What happens next is a salutary lesson on the consequences of so blatantly subverting the mirage of meritocracy.
Isla Cowan’s performance is a tour-de-force. We first meet her protagonist at the zoo. The clever conceit here is that the audience are the animals and as she addresses us with her story, she forces us to look at ourselves. How deep is the coat of civilised veneer covering our beast within? How sealed is that skin? For the protagonist, it has already been breached…and may well be beyond repair. That’s why she’s here: to join us in the enclosed area because whatever is here, it is way more civilised than what is out there on the city streets. She watches us as we engage in typical animal behaviour. She understands us. We are not the beasts. We are the real unvarnished world in all its terrible splendour. There is no splendour to be found on the streets of Edinburgh.
They’re coming for her of course.
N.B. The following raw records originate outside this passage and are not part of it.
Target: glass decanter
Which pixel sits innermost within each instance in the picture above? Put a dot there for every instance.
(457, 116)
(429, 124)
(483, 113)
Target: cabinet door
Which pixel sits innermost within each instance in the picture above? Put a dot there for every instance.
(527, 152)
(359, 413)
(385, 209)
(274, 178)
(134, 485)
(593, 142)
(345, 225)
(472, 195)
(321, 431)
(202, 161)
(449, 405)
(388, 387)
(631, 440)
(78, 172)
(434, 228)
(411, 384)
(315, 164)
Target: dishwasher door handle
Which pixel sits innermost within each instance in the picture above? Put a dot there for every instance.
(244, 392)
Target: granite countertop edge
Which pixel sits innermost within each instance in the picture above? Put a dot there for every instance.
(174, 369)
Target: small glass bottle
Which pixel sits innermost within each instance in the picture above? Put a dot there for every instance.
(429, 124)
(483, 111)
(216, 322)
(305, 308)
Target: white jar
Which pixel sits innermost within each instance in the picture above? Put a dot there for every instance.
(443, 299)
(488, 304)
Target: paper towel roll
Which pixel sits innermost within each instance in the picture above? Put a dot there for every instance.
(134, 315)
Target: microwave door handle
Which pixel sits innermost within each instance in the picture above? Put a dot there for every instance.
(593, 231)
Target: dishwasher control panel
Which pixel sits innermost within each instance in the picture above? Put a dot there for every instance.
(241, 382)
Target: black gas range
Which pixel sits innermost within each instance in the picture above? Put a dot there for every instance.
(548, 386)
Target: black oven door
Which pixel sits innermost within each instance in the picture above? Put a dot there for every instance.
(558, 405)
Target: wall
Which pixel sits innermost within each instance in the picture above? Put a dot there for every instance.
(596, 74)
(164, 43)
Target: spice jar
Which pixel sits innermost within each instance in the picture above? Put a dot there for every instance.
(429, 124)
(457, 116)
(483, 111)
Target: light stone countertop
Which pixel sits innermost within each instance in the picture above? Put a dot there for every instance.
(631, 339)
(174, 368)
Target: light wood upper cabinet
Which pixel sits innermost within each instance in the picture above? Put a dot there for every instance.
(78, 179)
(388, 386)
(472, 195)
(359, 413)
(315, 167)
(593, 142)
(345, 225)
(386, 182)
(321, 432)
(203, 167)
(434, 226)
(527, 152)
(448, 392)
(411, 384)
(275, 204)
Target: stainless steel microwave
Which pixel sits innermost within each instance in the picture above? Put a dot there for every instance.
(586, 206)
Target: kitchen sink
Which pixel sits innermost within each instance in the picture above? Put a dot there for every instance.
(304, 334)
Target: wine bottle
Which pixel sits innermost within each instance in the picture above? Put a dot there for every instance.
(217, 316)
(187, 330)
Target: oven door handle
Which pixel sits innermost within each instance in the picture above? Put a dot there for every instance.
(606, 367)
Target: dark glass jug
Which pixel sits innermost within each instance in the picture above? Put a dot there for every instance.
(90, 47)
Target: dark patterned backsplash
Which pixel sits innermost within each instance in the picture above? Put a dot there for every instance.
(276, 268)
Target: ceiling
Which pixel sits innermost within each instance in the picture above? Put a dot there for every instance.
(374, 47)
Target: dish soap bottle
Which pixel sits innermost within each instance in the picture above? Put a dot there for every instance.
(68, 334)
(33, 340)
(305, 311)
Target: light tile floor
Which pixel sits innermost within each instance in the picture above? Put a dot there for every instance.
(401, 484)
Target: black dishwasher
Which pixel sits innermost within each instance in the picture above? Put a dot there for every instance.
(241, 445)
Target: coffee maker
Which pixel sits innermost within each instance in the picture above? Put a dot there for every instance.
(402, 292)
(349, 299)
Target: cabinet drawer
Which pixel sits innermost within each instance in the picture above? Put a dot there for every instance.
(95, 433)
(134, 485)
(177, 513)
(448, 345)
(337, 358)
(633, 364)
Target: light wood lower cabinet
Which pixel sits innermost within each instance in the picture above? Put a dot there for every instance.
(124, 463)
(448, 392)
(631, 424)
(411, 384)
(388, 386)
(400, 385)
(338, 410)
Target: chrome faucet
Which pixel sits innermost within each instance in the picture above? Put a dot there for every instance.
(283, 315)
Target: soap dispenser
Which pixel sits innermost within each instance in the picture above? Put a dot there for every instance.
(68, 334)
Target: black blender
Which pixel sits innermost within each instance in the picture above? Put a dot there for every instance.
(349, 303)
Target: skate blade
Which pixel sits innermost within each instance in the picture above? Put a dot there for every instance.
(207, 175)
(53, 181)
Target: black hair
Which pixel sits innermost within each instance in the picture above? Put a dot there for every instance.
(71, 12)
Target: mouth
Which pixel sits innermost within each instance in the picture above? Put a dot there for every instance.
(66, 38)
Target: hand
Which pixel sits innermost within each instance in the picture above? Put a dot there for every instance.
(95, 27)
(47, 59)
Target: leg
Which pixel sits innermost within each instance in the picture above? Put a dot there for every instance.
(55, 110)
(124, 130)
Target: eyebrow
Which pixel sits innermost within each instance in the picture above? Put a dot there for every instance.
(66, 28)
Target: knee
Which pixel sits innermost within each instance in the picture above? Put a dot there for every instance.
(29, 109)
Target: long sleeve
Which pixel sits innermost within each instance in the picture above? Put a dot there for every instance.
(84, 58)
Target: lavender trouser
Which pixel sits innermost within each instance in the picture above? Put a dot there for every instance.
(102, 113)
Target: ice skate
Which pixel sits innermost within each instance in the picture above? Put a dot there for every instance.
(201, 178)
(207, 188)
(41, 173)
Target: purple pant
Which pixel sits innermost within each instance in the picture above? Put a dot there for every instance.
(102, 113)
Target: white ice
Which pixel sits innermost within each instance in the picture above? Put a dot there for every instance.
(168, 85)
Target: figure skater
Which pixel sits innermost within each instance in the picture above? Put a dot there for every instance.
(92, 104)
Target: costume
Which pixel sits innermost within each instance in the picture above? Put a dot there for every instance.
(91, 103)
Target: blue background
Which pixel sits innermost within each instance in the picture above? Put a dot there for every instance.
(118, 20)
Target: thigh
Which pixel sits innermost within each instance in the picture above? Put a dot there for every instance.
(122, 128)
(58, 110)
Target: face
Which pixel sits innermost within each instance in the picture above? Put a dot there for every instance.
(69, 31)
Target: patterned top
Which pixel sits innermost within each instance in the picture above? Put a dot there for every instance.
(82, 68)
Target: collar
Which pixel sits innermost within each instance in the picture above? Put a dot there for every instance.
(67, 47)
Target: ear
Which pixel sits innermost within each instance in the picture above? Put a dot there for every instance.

Whatever she has done has to be corrected. Civilly. The play is executed to beautiful precision. And we, the caged animals, can only look on and grunt.
Whilst the inciting incident suggests the latest in a long list of incidents for it to be commensurate with such a response, the question that crossed my mind was: had she not been overlooked for promotion, had she been the token candidate, would she still be sitting here before us today? Or would all instead be fine? That’s a complicated point as it raises all sorts of questions about personal compliance and threshold levels: un-breached, we’ll go along with societal norms for personal gain. Introducing the element of nepotism complicates the central argument (that women are regularly and repeatedly overlooked in favour of men) since nepotism crosses the gender divide in complex ways.
These are; however, small points. She Wolf reminds us that however comfortable we are, there are those for whom the system does not work but will continue to comply anyway. We prefer it that way. Safe in the knowledge we can post our outrage on social media, or roll our eyes over a glass of Rioja in a salubrious drinking establishment knowing that nothing will ever actually change. She Wolf implores us to reconsider.
She Wolf ran Aug 18 - 28 at Assembly Roxy, Edinburgh.